Responding to Nowack, the regional justice minister for Rhineland-Palatinate, Fritz Schneider, shared his opinion, accepting that Drach had been convicted of war crimes, but adding that Drach had only been implementing the law as it existed at the time. Because of this, there could really be no question of reproaching Drach with war crimes, which was why back in 1954 the tribunal reassessing his case in Luxembourg had concluded that Drach had acted in good faith ("im guten Glauben an die Rechtmäßigkeit seines Verhaltens"). Importantly, that meant that there had been no obvious reason why Drach should not be permitted resume his career as a regional law officer in Rhineland-Palatinate.

At Mainz there was more support for Drach in the regional parliament where, in an outburst characterised in Die Zeit as "painful" (peinlich), the ambitious new chairman of the large centre-right CDU (party) group blustered, "if we cannot manage to integrate the "Third Reich" generation into our democracy, there will never be a vibrant democracy" ("Wenn es nicht gelingt, die Generation, die einst das Dritte Reich getragen hat, in die Demokratie einzugliedern, wird es nie eine lebendige Demokratie geben"). Meanwhile, the (almost equally large) centre left SPD (party) group called for a committee of enquiry to clarify the connections and relationships in the Drach affair, and Dr.Kohl himself appeared to recant from his earlier certainty, suggesting that people such as Drach, who were particularly heavily burdened by their "wartime activities", should no longer be employed as state prosecutors or judges. The parliament's "Legal Affairs Committee" was mandated to look into the Drach affair.

There was no instant reaction to Schneider's interpretation from the Luxembourg government. However, on 9 January 1965 Luxembourg's Foreign Minister, Pierre Werner, countered that Drach was indeed a convicted war criminal. Schneider's attempt retrospectively to vindicate Drach "represented a completely false assessment of the inhuman persecution that had taken over in Luxembourg during the war" ("...stellt eine völlige Verkennung der unmenschlichen Verfolgungsmaßnahmen dar, die während des Krieges in Luxemburg ergriffen wurden"). Victor Bodson, who as Luxembourg's Minister of Justice back in 1954 had signed off on the release, expressed himself more pithily: "We chucked the muck over the Moselle" ("Wir haben den Dreck über die Mosel abgeschoben"). The Moselle is the river that divides Luxembourg from Germany. In a subsequent interview Bodson insisted that Drach's release had been purely a matter of clemency, born of human decency. There was nothing that Drach had done to deserve his early pardon. ( "[nur aus menschlichen Rücksichten] ... nicht, weil er es verdient hätte").
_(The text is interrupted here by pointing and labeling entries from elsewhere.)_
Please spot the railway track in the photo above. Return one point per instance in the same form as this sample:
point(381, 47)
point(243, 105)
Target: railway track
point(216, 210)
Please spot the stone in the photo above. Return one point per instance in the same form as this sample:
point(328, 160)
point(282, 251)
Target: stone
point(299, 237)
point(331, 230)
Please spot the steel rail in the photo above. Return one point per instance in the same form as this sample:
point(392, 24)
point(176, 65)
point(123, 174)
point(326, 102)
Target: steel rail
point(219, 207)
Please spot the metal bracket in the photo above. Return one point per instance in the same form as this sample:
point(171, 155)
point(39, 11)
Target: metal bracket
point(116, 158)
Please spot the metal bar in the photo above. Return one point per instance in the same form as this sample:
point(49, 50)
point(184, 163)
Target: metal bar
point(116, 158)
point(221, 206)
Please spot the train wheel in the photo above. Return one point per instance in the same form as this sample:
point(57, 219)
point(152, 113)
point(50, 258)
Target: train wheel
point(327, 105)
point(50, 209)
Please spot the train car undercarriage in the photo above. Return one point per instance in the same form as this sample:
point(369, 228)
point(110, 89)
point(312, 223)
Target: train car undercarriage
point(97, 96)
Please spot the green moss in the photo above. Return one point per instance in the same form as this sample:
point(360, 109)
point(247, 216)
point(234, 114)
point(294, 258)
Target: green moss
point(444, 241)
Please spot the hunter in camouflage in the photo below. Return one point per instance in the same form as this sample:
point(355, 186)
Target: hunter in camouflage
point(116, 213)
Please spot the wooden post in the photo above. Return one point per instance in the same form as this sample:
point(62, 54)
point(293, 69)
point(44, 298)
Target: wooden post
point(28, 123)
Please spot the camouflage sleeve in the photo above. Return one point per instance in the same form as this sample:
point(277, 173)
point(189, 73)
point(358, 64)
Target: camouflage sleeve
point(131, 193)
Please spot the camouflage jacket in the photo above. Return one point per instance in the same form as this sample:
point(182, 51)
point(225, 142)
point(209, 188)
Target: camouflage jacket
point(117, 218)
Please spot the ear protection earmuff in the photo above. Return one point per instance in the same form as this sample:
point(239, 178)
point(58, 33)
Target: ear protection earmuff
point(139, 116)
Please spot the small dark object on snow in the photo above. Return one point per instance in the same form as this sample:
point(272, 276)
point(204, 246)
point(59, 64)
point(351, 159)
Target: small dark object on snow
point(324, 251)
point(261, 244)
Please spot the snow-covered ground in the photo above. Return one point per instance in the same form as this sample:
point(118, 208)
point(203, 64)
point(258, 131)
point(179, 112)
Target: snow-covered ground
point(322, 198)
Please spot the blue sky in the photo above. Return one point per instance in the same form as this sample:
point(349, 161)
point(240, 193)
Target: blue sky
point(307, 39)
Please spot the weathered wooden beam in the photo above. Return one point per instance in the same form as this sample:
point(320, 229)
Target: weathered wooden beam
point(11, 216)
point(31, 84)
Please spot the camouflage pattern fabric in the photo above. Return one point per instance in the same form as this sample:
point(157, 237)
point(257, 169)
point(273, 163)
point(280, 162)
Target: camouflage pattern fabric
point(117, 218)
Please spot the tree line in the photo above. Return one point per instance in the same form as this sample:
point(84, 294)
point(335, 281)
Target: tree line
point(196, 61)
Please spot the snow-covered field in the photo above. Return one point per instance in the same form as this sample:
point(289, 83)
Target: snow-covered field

After the entire matter had been publicised, and following the launch of an investigation by regional parliamentary committee, Leonhard Drach's application for early retirement was accepted with effect from 30 April 1966. His name was included in Albert Norden's "Brown Book" in which the author "outed" approximately 1,800 members of the West German political and administrative establishment whom he claimed to have identified as former Nazis. As a very old man, when interviewed, Leonhard Drach maintained that he had only acted in accordance with the law ("Ich habe nur nach Recht und Gesetz gehandelt").